Speaking of other uses of Gray code, I’ve long thought that counters should use Gray code internally, so that they can latch results while counting continues, and not have fancy timing or sequencing to avoid funny values. But I don’t know enough about how they work - it’s just a rumination.

13

Quoth Napier:

But that wouldn’t have worked in plain old place-value binary, either. In fact, I’m hard-pressed to think of any sort of numerical encoding for which that would work… Possibly some sort of binary-coded decimal, but who actually uses that? One must wonder what exactly that programmer thought he was doing.

14

>One must wonder what exactly that programmer thought he was doing.

You’re absolutely right, of course. One must wonder. And, for a while, did. And asked even.

I remain hard pressed to find any thread of plausibility stretched however tenuously even partway through the process.

This is the sort of thing that makes me want to label it “Scary” rather than “Gray Code”.

BTW in posting on this question I realized I don’t know what to call the binary values that are not in Gray code. “Plain old place-value binary”? “Unreflected binary”? “Black and white code?”

15

I meant to say thanks for posting this question BTW. The Wikipedia article was a really interesting read. :slight_smile:

16

IBM added BCD support to the Power6. Used extensively in financial computing (mainframes, etc.).

17

>IBM added BCD support to the Power6. Used extensively in financial computing (mainframes, etc.).

Raft, what is this? Do you mean a hardware interface with IO lines for 1, 2, 4, 8, 10, 20, 40, 80, etc? Or is this a software thing like the (new?) 128 bit format that C# provides as a data type aimed at financial data processing, which format is a version of base 10 scientific notation where the actual exponent specifically means powers of ten (as opposed to ordinary floating point numbers where the IEEE spec describes a powers of two exponent but the display of the number is often base 10)?

18

It’s actually a decimal floating point ALU for performing decimal coded operations in hardware. I assume they added it so the mainframe can eventually use the Power processor like the other servers IBM makes. The C# thing is the same thing in software instead of at the hardware level.

Mainframes and other business servers (midrange, etc.) are typically used in financial environments (banking, etc.) where numbers have been traditionally stored and operated on in some sort of packed decimal format for various accuracy reasons related to rounding (binary FP round produces different results than rounding with decimal FP or packed/zoned decimal).

19

BCD in mainframes goes back to the 1950s. I don’t know anything about the Power6 implementation.

Summarizing like a madman, each 4-bit nibble was constrained to the values 0-9 and the ALU was able to perform the math directly on values stored that way & output another value in the same format.

For IO, numbers could be stored natively in the format just described.

There were also conversion instructions to take ordinary character data like “1234” as punched on 4 card columns or read from 4 bytes on disk and convert that into a two byte, four nibble value that was really 0x1234 but as a BCD value was still interpretted as one thousand two hundred thirty four when it came time to do math.

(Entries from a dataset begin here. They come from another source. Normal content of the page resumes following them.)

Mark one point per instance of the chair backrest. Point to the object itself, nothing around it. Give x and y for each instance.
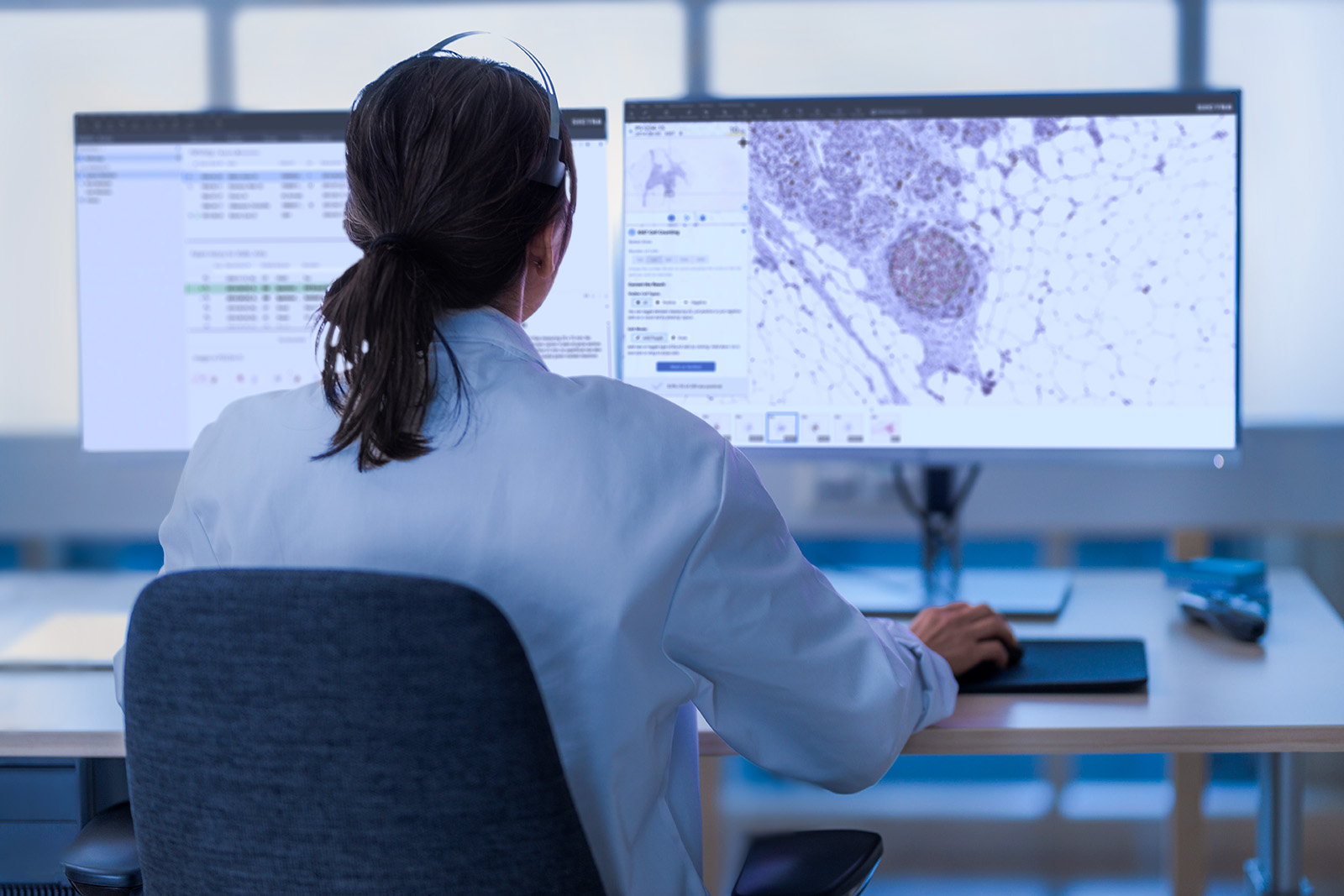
(296, 731)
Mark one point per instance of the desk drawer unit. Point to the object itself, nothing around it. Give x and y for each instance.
(39, 815)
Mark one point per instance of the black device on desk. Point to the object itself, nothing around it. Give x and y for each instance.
(1227, 595)
(1065, 667)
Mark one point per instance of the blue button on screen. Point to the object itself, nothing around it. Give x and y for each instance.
(685, 367)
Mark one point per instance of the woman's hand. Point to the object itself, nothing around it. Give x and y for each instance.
(964, 636)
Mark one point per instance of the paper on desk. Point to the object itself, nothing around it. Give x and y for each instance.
(874, 593)
(69, 640)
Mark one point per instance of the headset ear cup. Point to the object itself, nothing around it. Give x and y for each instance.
(551, 170)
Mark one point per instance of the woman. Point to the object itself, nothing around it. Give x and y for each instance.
(635, 551)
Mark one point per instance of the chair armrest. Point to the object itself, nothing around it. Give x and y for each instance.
(104, 860)
(812, 862)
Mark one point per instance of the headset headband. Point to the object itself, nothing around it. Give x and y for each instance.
(551, 170)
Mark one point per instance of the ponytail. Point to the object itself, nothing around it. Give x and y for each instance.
(438, 156)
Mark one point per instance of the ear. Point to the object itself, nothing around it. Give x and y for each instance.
(546, 250)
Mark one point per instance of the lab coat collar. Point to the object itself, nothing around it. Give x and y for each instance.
(492, 327)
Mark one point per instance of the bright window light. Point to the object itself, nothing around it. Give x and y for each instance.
(1287, 55)
(54, 63)
(598, 54)
(779, 47)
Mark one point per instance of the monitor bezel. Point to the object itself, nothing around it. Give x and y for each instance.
(1048, 102)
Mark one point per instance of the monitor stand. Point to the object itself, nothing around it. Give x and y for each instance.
(941, 579)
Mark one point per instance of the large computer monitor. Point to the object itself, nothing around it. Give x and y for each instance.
(938, 277)
(207, 242)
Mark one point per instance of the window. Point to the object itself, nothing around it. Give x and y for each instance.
(772, 47)
(53, 65)
(598, 54)
(1285, 54)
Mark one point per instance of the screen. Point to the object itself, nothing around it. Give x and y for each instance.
(1016, 271)
(207, 242)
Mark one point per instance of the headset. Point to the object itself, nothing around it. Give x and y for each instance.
(551, 170)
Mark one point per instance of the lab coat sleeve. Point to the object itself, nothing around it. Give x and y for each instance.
(186, 547)
(786, 672)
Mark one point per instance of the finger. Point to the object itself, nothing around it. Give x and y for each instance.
(994, 626)
(992, 649)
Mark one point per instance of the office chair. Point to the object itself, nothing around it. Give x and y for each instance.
(340, 732)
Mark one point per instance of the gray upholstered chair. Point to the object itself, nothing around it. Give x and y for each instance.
(346, 732)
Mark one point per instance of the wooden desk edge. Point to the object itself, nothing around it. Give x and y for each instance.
(67, 745)
(1095, 741)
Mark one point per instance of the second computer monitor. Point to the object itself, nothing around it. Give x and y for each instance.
(961, 273)
(207, 242)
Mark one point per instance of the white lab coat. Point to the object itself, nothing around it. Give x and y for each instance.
(633, 550)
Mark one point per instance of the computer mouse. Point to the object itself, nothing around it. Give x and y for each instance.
(988, 668)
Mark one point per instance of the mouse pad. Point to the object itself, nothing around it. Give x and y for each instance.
(1065, 667)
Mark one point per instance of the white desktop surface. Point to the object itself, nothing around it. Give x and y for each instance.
(60, 712)
(1206, 692)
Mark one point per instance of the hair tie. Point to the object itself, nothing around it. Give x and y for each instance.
(394, 239)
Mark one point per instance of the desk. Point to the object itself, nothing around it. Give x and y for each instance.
(1206, 694)
(60, 712)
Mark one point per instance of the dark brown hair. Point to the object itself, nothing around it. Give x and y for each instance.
(438, 154)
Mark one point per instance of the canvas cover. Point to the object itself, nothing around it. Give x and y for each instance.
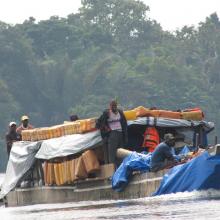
(23, 154)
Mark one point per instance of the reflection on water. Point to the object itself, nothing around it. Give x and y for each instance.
(194, 205)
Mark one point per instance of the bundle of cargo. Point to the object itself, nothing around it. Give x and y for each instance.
(188, 114)
(76, 127)
(67, 171)
(130, 115)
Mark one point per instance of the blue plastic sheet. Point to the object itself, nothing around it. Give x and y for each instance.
(201, 173)
(133, 162)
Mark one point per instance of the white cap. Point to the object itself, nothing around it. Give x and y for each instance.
(12, 123)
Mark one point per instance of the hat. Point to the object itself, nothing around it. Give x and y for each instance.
(168, 137)
(24, 117)
(73, 118)
(12, 123)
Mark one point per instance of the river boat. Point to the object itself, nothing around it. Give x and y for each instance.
(97, 187)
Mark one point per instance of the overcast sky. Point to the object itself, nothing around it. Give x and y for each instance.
(171, 14)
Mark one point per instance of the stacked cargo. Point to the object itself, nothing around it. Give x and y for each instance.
(187, 114)
(77, 127)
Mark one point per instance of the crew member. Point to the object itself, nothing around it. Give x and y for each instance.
(113, 126)
(162, 156)
(11, 136)
(24, 124)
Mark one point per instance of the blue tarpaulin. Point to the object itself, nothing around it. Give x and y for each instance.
(133, 162)
(201, 173)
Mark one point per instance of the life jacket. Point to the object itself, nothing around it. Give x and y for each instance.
(151, 138)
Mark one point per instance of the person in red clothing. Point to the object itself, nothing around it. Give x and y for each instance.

And after, say, you multiplied it by two, there were conversion instructions to take the result 0x2468 and convert that to the character string “2468” for writing to tape, disk, or punched card.

The sign was handled pretty weirdly as well.

Aaah, the memories. Sometimes there’s a warm glow, other times a burning pain.

20

BCD was very important when I/O devices were dumb, and CPU cycles were expensive, before the availability of cheap microprocessors. Many computers did not have hardware for doing integer multiply and divide instructions, it was done in (slow) software.